The flexibility of this technology extends to gas processing applications. By utilizing the 3D-printed carbon structures and material layers created through this process, Infinity Turbine envisions new possibilities for in-situ gas processing into advanced materials. This integration could enable more efficient carbon capture and conversion systems, leveraging the high surface area and conductivity of the graphene-like materials. The concept could also be applied to electro-desalination for the production of fresh water from seawater.
The Infinity Turbine 3D build concept can seamlessly integrate with advanced electrocatalyst technology, enabling efficient conversion of CO2 and water into valuable carbon building blocks. By leveraging the electrodes modular and scalable design, a electrocatalyst system can efficiently process carbon dioxide and water, yielding high-purity products like methylglyoxal (C3) and 2,3-furandiol (C4) with over 99% efficiency. These products have significant potential in sustainable manufacturing, offering safer alternatives for industrial applications such as plastics and adhesives, where methylglyoxal could replace toxic formaldehyde. This synergy between a 3D build matrix and electrocatalysis may create a highly efficient, environmentally friendly production method for various essential materials.

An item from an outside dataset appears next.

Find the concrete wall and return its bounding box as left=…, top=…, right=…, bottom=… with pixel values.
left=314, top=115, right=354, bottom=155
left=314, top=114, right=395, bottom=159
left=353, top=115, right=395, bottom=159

Infinity Turbine’s 3D-printed carbon electrode technology is said to mark a step forward in both energy storage and electrocatalyst cell development. From improving the efficiency of Salgenx saltwater batteries to gas processing, these carbon-based materials may enable a new era of clean, efficient energy technologies. By utilizing sustainable organic materials like sugar and wood fibers, Infinity Turbine also demonstrates its commitment to environmentally friendly manufacturing and sustainable innovation.